# Please sex this Leuc



## hexentanz (Sep 18, 2008)

I have 3 leucomelas, they are all the same size, no difference to toe pads, etc. 

When I first got them I was hopeful i had at least 1 male, but they are all butterballs. 

They are approx 7 months now.


----------



## Julio (Oct 8, 2007)

looks a like a female to me.


----------



## hexentanz (Sep 18, 2008)

DOH! Luckily another show is coming up.


----------



## divingne1 (Mar 21, 2008)

Does she look abnormally large to anyone? Does she always rest on her belly like that?


----------



## Philsuma (Jul 18, 2006)

Wow....please post a few more pics.

If not egg laden....and 7 months is a little on the early side.....it does look overweight.

My females, when egg laden, will def rest on their stomachs and have that pouched look but it's the sides of your frog that has me a little puzzled.

The side of the body looks stretched to the max......


----------



## hexentanz (Sep 18, 2008)

Here is two more pics of her. 

She does not always lay low to the ground only sometimes. 

I feed these guys Tues, Thurs and Sat & Sun ( I have also included their feeding chart )

HAH, ok while typing this up, I think i may have come across what may be a male leuc in my trio (or so I hope). His pics are last. And when I think about these two do spend a lot of time together. 

Please oh please, let the last one be a male.



EDIT* I found a pic of her from 1.25, I added this at the end.


----------



## hexentanz (Sep 18, 2008)

Does anyone have any thoughts with the new pics? Do they need a diet or should I be expecting the pitter patter of little feet soon?


----------



## littlefrog (Sep 13, 2005)

They look obese to me... Leucs are voracious feeders and have no concept of when to stop, in my experience. Try feeding them heavily once a week, or half as much twice a week. 

For me the only reliable way to tell gender is calling. You will know you have a male, they are loud.

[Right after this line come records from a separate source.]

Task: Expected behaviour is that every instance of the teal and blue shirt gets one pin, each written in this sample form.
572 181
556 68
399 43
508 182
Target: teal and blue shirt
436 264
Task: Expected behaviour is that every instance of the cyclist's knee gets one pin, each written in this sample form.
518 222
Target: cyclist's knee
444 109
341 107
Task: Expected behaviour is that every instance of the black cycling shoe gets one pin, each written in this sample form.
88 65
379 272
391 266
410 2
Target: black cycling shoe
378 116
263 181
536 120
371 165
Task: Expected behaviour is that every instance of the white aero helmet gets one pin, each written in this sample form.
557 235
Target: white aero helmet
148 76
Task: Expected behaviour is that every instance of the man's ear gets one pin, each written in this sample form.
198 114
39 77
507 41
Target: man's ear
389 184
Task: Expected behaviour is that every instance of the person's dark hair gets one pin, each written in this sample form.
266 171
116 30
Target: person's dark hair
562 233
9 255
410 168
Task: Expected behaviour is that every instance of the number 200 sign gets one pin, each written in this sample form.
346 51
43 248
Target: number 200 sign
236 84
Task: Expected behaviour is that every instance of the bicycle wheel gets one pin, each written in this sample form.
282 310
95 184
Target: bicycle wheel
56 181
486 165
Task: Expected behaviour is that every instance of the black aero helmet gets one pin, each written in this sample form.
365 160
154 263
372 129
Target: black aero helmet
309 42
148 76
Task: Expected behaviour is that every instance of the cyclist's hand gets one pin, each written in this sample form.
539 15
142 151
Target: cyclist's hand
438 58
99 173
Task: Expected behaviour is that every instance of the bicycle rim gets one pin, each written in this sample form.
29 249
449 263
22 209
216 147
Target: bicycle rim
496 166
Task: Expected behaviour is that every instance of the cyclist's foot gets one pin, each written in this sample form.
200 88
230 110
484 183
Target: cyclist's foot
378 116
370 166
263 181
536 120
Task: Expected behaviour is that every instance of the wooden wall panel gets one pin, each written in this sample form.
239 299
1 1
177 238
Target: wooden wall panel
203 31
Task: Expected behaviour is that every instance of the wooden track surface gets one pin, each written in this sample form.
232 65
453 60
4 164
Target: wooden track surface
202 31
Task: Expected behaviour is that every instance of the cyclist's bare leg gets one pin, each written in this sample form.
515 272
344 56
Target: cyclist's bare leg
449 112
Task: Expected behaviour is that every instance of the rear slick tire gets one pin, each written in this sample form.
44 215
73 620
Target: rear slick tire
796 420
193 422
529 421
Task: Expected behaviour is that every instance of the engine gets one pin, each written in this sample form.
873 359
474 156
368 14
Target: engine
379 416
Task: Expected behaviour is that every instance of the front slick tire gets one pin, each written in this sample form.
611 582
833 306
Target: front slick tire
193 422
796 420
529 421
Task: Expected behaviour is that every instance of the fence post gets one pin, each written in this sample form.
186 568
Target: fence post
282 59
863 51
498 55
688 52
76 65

I bought six froglets and all of them turned out female, it took me a while to find a male.


----------



## divingne1 (Mar 21, 2008)

They definately appear overweight to me. I was really concerned about the first picture as it looked almost bloated but the next set of pictures you posted looked more like an overweight frog. I had a leuc that was given to me that was quite large like that. She was stressed from the move for a while and didn't come out at all so she missed out on feedings. But now she has slimmed down and is usually out during the day foraging. I noticed an increase in activity after she lost some of her weight. Of course it is also probably due to getting used to her surroundings again but she looks great now.


----------



## hexentanz (Sep 18, 2008)

Thanks guys, I will get them on a diet pronto. 

I must admit i am a little bit puzzled and concerned though, they get the same amount of food as my 3 teribilis do and they are not overweight. :/


----------



## basshummper (Jan 13, 2008)

what is this "ofenfisch" your feeding them?


----------



## hexentanz (Sep 18, 2008)

basshummper said:


> what is this "ofenfisch" your feeding them?


opps I never did translate that, it's firebrats Firebrat - Wikipedia, the free encyclopedia


----------



## basshummper (Jan 13, 2008)

oh good, now i know a German word that isn't a swear.


----------



## Woodsman (Jan 3, 2008)

I have been raising and breeding leucs for about ten years and have to say they look fine to me. Juvenile leucs can look very fat, but I find they won't eat more than is good for them. If there is too much food in the viv, it is still in there the next day. And I feed my frogs every day (twice a day for the little ones). These frogs will eat all day long in the wild, so restricting feeding to once or twice a week seems incorrect to me.

Also, all of my juveniles always look alike at this age to me. The females tend to be bigger and fatter at maturity, but this difference only really becomes apparent after a year or more. You can play back the leuc call to them now and some males will try to call back or become very agitated by the calling.

Good luck with them! Richard in Staten island.


----------



## dartsami (Oct 30, 2006)

My take on the sexes. The one your calling a female looks like a male to me, and the one you called a male looks like a female to me. 

The main trait I look for is the head region. Males have more of a disticnt head, with a neck where the females are triangular from the front of the head to the front legs.


----------



## hexentanz (Sep 18, 2008)

dartsami said:


> My take on the sexes. The one your calling a female looks like a male to me, and the one you called a male looks like a female to me.
> 
> The main trait I look for is the head region. Males have more of a disticnt head, with a neck where the females are triangular from the front of the head to the front legs.


I know this is a late reply, but i was recently out of the country.

You are correct, it turns out I have two males and one female.


----------